Summary
Jaron Lanier: You are not a gadget
We are at the beginning of the twenty-first century, and that means that these words will mostly be read by non-persons, says the preface to the insightful, innovative and controversial work "You are not a gadget" by the American artist and computer veteran from Silicon Valley, the founder of the concept of virtual reality, Jaron Lanier.
The words in this book, he predicts, will be read by automatons or numb crowds of people who have long since ceased to act as individuals, only to be ground, copied and dragged through internet search engines by quick and sloppy readers into superficial and inaccurate Wikipedia-like articles. Instead of computers and the Internet being powerful tools for learning, the author believes that they are increasingly turning their users into a bunch of alienated, anonymous individuals embedded in a huge, all-encompassing mind-hive, similar to a monster concept from science fiction stories, for which neither moral nor civil laws apply today.
By consuming the Internet, and especially social networks, people have begun to ignore themselves in the real version and adapt to an artificially designed digital model. themselves. Loss of individuality and concern about group behavior are just some of the consequences.
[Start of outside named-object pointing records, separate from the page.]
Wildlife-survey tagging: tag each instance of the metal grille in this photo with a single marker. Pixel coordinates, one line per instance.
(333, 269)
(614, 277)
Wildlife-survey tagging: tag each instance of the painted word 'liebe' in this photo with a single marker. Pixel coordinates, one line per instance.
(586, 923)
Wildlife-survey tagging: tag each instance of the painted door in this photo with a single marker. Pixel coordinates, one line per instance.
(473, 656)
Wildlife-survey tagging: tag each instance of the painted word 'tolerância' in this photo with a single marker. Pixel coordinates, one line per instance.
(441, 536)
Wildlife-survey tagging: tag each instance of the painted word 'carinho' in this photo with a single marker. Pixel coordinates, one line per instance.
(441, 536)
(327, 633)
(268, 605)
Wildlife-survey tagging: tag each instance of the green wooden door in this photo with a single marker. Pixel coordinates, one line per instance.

We define ourselves by ready-made answers from Facebook or Twitter, and we take information assembled from many fragments without context as absolute truths, in awe of the high technology that made them possible.
The beehive randomly rearranges fragments of other people's artistic expressions that can be downloaded for free online and thus destroys the original works - print, television and music - while waving slogans about freedom of expression and information, producing impersonal mush. of trivial content and music that has not changed significantly for twenty years. The only original works we can expect to see on the Internet soon will be - advertisements.
Lanier's extensive exploration of the problems and potential of the Internet is destined to become a must-read for critics and advocates of technology and culture based on Internet communication. How to shape technology so that it adapts to the needs of culture, while rejecting the notion that technology shapes us is the key premise of this undeniably important book.